By David Shepardson
WASHINGTON (Reuters) – The U.S. Federal Aviation Administration (FAA) said on Thursday it awarded Verizon Communications’ business networking unit a contract worth up to $2.4 billion over 15 years as the agency looks to modernize its systems.
Verizon will design, build and operate the FAA’s new next-generation communications platform. The telecom company said it will “build the FAA a dynamic, highly available and secure enterprise network to support all of the agency’s mission critical applications across the National Airspace System.”
Verizon said the new infrastructure will support all of the agency’s mission critical applications across the National Airspace System, which includes providing Air Traffic Management to more than 45,000 daily flights and 2.9 million airline passengers traveling across 29 million square miles that make up the U.S. national airspace system.

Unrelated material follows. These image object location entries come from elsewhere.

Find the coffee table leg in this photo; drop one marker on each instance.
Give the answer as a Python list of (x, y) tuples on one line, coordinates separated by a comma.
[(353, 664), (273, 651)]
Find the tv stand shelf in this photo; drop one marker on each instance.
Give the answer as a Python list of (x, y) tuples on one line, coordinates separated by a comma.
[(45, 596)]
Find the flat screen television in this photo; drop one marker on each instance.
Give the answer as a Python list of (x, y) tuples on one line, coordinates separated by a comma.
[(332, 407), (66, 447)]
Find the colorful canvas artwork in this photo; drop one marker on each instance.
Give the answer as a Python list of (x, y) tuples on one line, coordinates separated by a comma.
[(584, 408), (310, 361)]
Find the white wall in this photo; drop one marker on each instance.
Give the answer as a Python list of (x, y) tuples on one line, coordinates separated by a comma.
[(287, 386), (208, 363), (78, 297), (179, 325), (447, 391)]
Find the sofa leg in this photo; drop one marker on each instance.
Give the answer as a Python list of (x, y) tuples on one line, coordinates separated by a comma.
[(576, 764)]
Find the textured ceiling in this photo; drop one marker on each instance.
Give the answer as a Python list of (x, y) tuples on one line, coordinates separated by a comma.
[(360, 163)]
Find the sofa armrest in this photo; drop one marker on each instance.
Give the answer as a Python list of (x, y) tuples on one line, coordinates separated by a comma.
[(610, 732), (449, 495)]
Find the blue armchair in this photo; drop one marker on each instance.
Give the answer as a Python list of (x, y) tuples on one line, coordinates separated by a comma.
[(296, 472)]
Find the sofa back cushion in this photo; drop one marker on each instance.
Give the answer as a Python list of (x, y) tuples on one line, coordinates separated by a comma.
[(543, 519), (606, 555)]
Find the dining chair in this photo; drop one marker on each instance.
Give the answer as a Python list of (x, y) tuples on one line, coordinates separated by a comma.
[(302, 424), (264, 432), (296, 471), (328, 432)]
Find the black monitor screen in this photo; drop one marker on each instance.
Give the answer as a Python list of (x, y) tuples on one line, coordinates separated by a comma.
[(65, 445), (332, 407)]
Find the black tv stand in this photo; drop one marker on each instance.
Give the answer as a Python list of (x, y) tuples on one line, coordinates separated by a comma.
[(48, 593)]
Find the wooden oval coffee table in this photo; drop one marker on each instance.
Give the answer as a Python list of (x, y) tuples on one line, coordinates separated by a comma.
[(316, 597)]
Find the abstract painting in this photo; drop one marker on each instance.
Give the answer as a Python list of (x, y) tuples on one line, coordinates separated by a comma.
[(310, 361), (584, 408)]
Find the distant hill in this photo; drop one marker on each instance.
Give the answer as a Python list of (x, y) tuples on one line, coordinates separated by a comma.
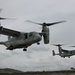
[(8, 70)]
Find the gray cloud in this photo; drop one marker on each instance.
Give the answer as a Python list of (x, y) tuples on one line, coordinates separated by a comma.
[(38, 57)]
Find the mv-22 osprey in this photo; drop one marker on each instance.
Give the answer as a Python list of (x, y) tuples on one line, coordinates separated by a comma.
[(17, 39), (62, 52)]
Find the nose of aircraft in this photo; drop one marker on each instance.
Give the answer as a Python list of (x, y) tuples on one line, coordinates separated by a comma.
[(38, 37)]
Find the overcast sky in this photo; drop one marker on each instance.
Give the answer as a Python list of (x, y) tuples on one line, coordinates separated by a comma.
[(39, 58)]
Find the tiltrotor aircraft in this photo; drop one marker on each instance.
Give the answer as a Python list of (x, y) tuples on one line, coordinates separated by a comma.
[(17, 39), (63, 53)]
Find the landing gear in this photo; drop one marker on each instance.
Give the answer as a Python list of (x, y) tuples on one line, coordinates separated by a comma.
[(24, 49)]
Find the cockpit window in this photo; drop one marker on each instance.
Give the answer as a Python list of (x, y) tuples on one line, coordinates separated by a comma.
[(30, 34)]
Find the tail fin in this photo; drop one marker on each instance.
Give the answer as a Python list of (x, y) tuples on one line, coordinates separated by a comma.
[(53, 53)]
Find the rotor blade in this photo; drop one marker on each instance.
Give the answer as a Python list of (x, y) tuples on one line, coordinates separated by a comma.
[(1, 18), (33, 22), (0, 10), (50, 24)]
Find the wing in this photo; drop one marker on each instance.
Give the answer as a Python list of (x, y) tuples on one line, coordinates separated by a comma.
[(65, 51), (9, 32)]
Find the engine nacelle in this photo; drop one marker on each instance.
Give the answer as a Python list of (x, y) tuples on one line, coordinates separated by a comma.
[(46, 35)]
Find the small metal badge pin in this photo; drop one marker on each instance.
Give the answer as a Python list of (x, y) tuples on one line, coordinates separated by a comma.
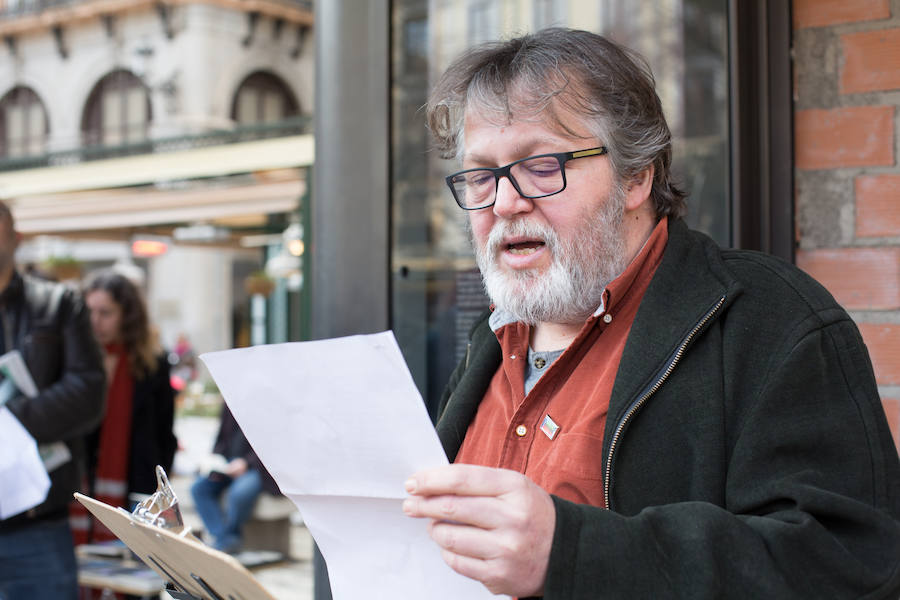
[(549, 427)]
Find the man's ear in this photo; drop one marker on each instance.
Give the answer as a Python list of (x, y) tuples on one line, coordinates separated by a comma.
[(638, 189)]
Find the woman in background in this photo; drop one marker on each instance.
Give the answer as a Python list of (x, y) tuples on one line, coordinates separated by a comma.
[(136, 434)]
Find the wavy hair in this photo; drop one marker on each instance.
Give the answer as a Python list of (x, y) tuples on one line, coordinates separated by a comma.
[(137, 337), (551, 74)]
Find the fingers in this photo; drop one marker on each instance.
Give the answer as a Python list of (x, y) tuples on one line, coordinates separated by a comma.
[(483, 512), (462, 480)]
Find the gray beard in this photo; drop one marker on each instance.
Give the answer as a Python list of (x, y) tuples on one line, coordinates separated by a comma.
[(571, 289)]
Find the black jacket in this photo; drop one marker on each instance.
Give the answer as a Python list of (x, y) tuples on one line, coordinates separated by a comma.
[(746, 451), (232, 443), (49, 324), (152, 438)]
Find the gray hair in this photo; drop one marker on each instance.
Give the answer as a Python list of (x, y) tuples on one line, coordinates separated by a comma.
[(553, 71)]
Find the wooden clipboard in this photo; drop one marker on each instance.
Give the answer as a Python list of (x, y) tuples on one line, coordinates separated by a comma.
[(197, 571)]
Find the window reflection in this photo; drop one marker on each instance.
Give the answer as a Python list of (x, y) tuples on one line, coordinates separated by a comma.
[(436, 287)]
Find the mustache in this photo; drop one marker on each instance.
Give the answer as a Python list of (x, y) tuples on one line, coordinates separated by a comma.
[(504, 229)]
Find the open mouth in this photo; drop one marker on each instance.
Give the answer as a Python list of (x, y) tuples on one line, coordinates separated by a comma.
[(524, 247)]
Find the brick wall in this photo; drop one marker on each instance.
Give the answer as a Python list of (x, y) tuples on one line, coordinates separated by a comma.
[(846, 128)]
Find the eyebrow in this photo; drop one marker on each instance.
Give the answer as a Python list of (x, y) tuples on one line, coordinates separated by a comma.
[(521, 150)]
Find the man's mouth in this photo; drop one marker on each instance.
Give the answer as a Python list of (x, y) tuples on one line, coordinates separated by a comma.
[(524, 248)]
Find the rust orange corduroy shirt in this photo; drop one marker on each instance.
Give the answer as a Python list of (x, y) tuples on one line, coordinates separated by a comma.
[(574, 393)]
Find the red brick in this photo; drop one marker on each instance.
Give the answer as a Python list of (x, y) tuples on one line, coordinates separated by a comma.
[(817, 13), (883, 342), (871, 61), (845, 137), (892, 410), (878, 205), (858, 278)]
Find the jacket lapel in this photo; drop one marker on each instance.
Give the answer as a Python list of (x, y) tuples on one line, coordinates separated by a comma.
[(482, 360), (689, 282)]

Verizon Business CEO Kyle Malady said the project would help lead the FAA through “a telecommunications infrastructure transformation that utilizes the latest advances in technology and networking solutions.”

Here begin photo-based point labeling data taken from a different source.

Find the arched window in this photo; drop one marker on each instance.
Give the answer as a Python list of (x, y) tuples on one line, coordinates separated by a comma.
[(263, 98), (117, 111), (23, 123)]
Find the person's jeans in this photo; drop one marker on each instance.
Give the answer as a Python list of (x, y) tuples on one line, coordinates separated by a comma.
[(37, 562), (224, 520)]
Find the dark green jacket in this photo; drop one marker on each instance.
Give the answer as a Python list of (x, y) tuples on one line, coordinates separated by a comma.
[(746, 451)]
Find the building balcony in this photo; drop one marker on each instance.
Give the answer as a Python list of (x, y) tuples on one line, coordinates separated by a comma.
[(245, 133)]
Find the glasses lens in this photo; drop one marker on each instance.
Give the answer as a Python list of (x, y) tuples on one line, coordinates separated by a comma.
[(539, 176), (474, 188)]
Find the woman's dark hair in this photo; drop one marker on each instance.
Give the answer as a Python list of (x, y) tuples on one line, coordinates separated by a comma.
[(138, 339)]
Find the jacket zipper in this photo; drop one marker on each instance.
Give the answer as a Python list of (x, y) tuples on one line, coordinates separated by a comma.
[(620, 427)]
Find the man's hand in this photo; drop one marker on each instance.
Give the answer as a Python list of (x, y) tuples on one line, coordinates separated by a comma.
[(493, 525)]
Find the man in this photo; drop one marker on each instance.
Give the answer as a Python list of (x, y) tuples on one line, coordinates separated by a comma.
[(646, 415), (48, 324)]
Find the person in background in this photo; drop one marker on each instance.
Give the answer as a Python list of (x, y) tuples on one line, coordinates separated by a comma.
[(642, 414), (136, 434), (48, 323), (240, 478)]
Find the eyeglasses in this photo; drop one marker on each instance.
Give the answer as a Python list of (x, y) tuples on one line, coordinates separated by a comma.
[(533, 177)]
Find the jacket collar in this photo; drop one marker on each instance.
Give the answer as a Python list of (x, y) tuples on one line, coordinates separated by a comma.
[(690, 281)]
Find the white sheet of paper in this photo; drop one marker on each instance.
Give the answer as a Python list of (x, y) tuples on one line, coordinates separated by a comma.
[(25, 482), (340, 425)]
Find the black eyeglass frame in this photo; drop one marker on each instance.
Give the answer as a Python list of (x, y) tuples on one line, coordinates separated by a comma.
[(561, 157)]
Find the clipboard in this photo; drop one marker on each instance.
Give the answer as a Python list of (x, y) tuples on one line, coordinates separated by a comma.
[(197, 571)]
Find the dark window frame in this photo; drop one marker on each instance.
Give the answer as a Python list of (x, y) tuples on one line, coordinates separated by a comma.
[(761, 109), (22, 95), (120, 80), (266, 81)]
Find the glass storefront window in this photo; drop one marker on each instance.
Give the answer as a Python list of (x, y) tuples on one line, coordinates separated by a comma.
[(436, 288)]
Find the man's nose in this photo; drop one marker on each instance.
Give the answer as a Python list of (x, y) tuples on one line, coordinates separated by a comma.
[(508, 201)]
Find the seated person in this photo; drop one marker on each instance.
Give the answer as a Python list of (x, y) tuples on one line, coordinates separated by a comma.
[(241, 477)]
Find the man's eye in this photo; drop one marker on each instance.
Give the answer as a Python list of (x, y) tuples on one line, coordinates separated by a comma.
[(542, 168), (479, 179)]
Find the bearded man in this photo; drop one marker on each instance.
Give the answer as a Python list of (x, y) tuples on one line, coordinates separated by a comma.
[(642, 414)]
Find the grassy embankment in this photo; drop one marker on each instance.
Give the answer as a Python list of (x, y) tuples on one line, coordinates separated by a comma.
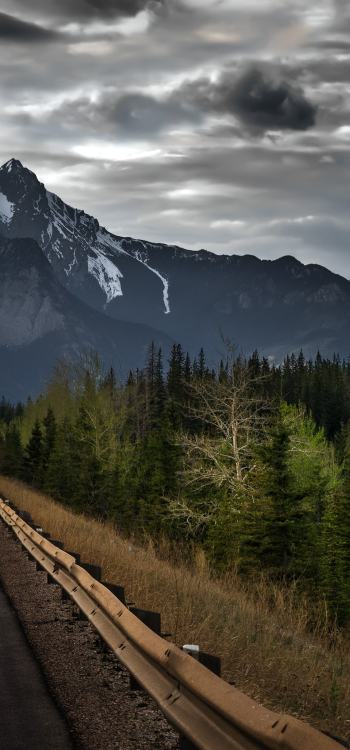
[(262, 636)]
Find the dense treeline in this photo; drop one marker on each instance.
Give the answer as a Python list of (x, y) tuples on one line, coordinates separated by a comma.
[(249, 460)]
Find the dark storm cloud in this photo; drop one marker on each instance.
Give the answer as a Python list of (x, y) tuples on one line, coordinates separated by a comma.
[(15, 30), (86, 10), (151, 125), (259, 101)]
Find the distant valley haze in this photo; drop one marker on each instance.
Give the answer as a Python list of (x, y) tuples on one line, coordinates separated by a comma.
[(172, 170)]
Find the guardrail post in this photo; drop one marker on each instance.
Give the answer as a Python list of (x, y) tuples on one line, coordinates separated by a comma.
[(94, 570), (118, 591), (153, 622), (213, 663)]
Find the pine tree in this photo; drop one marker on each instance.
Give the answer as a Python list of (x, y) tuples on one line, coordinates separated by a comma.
[(282, 517), (12, 452), (33, 457), (336, 565)]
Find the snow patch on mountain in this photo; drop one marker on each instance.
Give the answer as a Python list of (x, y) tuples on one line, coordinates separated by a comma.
[(6, 209), (163, 279), (106, 273)]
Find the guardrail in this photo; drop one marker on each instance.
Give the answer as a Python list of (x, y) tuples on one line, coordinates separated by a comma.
[(205, 709)]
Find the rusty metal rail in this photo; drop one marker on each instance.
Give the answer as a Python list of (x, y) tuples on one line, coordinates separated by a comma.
[(205, 709)]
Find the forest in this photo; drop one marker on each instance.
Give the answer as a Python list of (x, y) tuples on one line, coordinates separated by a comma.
[(249, 461)]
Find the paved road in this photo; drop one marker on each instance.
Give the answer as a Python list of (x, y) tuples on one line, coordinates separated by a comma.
[(29, 719)]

He added the it would provide “dynamic services and bandwidth provisioning, to improved insight and visibility into network service configuration and operation.”

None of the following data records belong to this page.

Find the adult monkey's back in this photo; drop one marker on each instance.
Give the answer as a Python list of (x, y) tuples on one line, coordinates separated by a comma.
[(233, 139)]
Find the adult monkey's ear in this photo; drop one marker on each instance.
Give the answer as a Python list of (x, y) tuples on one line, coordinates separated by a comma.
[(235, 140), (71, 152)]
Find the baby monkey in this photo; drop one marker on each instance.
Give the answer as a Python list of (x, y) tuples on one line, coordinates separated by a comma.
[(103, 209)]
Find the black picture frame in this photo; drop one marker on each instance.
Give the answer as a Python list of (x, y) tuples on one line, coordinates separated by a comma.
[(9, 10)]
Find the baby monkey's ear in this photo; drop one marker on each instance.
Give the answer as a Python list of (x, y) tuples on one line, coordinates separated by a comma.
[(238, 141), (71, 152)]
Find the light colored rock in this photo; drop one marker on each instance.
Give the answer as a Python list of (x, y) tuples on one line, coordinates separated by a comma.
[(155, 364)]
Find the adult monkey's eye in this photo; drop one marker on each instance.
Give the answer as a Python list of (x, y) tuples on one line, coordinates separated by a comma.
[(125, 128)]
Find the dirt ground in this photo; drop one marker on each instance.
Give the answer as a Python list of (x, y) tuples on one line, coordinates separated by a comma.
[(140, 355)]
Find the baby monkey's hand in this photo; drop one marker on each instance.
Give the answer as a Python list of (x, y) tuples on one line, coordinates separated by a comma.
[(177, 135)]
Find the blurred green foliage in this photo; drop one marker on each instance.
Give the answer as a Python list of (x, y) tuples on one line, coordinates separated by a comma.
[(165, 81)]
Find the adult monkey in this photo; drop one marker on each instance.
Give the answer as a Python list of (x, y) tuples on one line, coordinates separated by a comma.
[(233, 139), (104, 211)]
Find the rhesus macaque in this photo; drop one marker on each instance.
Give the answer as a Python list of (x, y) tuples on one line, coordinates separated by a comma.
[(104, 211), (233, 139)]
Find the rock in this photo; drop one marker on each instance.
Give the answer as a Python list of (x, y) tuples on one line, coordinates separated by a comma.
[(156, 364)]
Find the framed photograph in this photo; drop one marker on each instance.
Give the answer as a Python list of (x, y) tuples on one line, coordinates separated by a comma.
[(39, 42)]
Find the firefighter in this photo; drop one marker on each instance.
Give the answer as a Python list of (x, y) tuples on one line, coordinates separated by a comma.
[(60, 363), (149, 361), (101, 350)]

The FAA has said it needs to spend modernize many outdated systems.
In January, the outage of a key pilot messaging database prompted a nationwide groundstop of U.S. passenger traffic, the first since the Sept. 11, 2001, attacks.
A 2021 Transportation Department Office of Inspection General report repeatedly cited challenges in the FAA’s multi-billion dollar Next Generation Air Transportation System infrastructure project.
Verizon and airlines clashed in late 2021 and early 2022 over plans to deploy 5G C-Band service near airports but ultimately struck a voluntary agreement to avert flight disruptions.